Over the years I have been through a number of phases, there was the “Windows Bit”; it lasted a while, and went from desktop through to notebook computers. (Side note here: just for old time sack have a listen to this, I have enjoyed a lot of music that Brian Eno has been involved in creating, but he has a lot to answer for that little piece of work 🙂 )
Then there was the “Linux Era” – this lasted for some years. I was very much into it, desktops, notebooks, server at home, servers at work – I even had my whole office running LTSP (a Linux based terminal server environment) for 3 or 4 years. Computing with linux meant spending entire weekends (if you were lucky) or even weeks (not so lucky) compiling code for that video card that you bought that doesn’t have Linux support but if you struggle hard enough you may just get it to work. People I talk to tell me its a lot better these days; I will have to take their word for it, but at the time it was a chore but I and many others were up for the challenge.
Around the time Windows XP was out, I gave it another go, you get to the point where you want to use your computer as a tool and not as a great swallower of time and I was there. I was frustrated though that all had not changed, I was still spending more time than I should have tinkering with it – partly my fault as I was always looking at some new application for my computers, I remember trying to get a TV tuner card to work and I think that was around the time I snapped.
It was over the summer Christmas holidays, I had some time on my hands and on a bit of a whim I ordered a Mac Powerbook G4. My first concern was ‘can I use this thing for work?’; so I threw all the usual things at it; email, word processing, some programming tools and over the space of a few days I had assembled everything I needed to decommission my last Windows notebook.
Then I turned to play things, recording music, downloading video from a firewire video camera, digital images off a camera – I was astounded; it all just worked! – no drivers, no compiling drivers, no scouting around the net for a hack to make it work – it just did. I plugged in cameras, disks, memory sticks – you name it I plugged it in and it worked.
In the following weeks, the old box that served as a music server, plugged into the HiFi was gone, replaced with an iMac, the office was not safe, we needed to overhaul the computers there as the business at the time was growing very fast – Mac Minis – thankyou!
Within the space of 12 months I had contracted a very bad case of Mac Advocacy. If only I had a hundred dollars for each person, be it friend or family that I’ve convinced to buy a Mac, well I wouldn’t be rich – just a few hundred dollars really. The point is Macs are infectious, people see you using one, how very nice it is and they naturally just want one. If you’re a Mac fan, head over to AppleLife.tv where the “Advocacy” is taken to a whole new level.

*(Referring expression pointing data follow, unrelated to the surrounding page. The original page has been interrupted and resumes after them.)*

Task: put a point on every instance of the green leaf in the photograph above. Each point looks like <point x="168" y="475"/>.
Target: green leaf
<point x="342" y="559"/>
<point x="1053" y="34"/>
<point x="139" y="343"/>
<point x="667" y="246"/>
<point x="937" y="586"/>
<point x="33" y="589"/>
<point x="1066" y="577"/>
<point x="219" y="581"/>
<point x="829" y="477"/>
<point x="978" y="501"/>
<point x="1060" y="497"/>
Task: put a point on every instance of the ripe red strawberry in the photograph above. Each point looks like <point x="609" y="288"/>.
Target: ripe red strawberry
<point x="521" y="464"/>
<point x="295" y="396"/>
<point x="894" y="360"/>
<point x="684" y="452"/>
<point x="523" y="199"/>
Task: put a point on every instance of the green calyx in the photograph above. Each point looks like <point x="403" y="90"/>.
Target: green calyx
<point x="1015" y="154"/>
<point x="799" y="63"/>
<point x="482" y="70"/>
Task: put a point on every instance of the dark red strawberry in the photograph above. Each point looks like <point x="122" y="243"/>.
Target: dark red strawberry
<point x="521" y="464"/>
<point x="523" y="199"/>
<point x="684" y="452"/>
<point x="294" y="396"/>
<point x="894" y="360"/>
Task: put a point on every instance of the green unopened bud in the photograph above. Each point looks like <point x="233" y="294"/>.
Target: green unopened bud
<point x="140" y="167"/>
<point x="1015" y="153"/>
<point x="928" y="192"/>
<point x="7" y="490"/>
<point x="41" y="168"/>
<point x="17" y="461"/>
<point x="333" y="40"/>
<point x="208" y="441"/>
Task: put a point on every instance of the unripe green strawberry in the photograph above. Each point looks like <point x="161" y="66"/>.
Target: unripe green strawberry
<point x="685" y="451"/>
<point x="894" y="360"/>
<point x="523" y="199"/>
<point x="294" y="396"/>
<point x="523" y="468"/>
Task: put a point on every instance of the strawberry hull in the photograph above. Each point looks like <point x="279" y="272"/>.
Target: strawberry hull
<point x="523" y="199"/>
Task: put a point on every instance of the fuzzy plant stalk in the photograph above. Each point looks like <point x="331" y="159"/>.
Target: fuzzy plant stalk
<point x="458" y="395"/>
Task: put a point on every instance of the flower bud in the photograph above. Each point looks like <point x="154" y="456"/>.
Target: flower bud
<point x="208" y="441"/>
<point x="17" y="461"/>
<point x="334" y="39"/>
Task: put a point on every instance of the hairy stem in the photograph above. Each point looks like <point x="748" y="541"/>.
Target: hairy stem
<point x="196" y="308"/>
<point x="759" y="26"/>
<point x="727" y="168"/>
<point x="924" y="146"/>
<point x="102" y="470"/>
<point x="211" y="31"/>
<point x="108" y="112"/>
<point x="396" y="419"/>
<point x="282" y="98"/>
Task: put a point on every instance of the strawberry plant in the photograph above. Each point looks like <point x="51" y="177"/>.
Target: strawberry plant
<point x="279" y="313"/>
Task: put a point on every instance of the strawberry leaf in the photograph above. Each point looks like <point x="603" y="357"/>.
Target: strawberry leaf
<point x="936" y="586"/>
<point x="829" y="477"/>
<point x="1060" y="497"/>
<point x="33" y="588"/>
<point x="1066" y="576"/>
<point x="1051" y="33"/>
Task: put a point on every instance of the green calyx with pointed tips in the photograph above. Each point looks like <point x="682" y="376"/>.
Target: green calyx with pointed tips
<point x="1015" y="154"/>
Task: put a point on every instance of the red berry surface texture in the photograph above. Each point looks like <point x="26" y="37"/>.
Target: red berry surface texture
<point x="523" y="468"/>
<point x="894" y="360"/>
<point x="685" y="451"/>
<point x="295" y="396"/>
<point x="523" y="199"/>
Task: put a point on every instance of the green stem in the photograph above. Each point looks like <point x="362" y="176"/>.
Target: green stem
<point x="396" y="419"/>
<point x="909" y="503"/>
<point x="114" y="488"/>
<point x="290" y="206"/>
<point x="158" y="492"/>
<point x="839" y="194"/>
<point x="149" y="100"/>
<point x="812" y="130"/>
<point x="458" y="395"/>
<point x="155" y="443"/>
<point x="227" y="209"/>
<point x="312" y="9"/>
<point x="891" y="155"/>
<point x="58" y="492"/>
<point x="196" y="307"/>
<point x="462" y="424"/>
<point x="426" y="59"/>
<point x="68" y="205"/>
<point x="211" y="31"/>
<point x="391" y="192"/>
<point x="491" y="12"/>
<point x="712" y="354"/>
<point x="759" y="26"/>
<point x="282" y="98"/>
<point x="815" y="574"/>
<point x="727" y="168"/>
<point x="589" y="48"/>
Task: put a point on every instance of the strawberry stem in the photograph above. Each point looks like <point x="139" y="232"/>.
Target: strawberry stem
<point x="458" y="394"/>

More recently I’m enjoying the minimalist approach to computing. Gone is the management of data centre racks full of Linux servers, the 1AM text alerts that go along with that. Hosting is done in the cloud where the hardware gets someone else out of bed – I couldn’t be happier!
All the computing power you need can be carried around in one small bag, knowing you’re data is accessible where you can get online.